This invention is concerned with the reduction of undesirable substances in the exhaust gases of internal combustion engines. It is well known that the types and amounts of substances present in engine exhaust is greatly affected by the ratio of air to fuel in the mixture supplied to the engine. Rich mixtures, with excess fuel, tend to produce higher amounts of hydrocarbons and carbon monoxide; whereas lean mixtures, with excess air, tend to produce greater amounts of oxides of nitrogen. It is well known that exhaust gases can be catalytically treated to reduce the amounts of these undesirable components, the catalytic treatment including oxidation of carbon monoxide and hydrocarbons and reduction of nitrogen oxides.
It has been suggested that both the oxidation and reduction necessary for the minimization of these undesirable exhaust constituents can be achieved with a single catalytic device, provided that the air-fuel mixture supplied to the catalytic converter is maintained within a narrow range at stoichiometry, the ratio containing fuel and oxygen in such proportions that, in perfect combustion, both would be completely consumed. If air-fuel ratio is defined as the amount by weight of air divided by the amount by weight of fuel, there is a narrow range of about 0.05 air-fuel ratio units about stoichiometry in which conversion efficiency is very high for both oxidation and reduction. However, this range, termed the "converter window", is too narrow to be maintained by any conventional open loop fuel control system; and conversion efficiency drops dramatically for the different undesirable exhaust constituents on either side of the window.
Therefore, it has been suggested that a closed loop fuel control system, in which the air-fuel ratio of the mixture supplied to the engine is controlled by a feedback signal from a zirconia sensor exposed to exhaust gases, can maintain the gases supplied to the converter within the converter window. However, the design of such a control system must meet a number of requirements. The system must be stable to maintain continual control and not go into oscillation. On the other hand, the system must be quick reacting and characterized by small overshoot, so that the minimum time is spent outside the converter window. Such a system would desirably be applicable to engines using carburetors as well as those using fuel injection.
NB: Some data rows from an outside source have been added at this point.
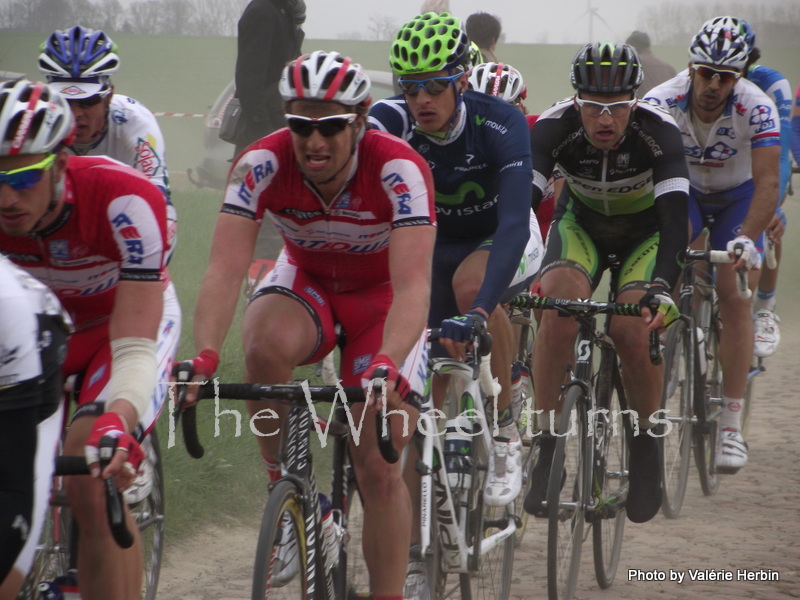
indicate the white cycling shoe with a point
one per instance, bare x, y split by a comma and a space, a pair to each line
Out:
766, 333
504, 481
732, 451
285, 564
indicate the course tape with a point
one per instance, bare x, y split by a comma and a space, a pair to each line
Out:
179, 115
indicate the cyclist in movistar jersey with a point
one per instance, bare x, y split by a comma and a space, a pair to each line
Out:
731, 139
776, 86
478, 149
626, 195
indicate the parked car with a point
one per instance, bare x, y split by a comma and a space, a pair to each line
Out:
213, 169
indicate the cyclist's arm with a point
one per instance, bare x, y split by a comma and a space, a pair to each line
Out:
766, 177
231, 248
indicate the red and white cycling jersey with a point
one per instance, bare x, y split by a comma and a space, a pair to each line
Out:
750, 120
343, 246
111, 227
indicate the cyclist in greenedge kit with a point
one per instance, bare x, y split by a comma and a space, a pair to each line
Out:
479, 153
626, 195
731, 137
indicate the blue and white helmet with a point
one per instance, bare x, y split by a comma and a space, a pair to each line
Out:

A number of closed loop fuel control systems have been proposed, but none are completely satisfactory. Most use a zirconia sensor exposed to engine exhaust upstream from the converter and use proportional or integral control in the feedback loop. Such systems do maintain some control over the engine operating point but tend to drift out of the converter window over time as a result of changing sensor characteristics and other factors.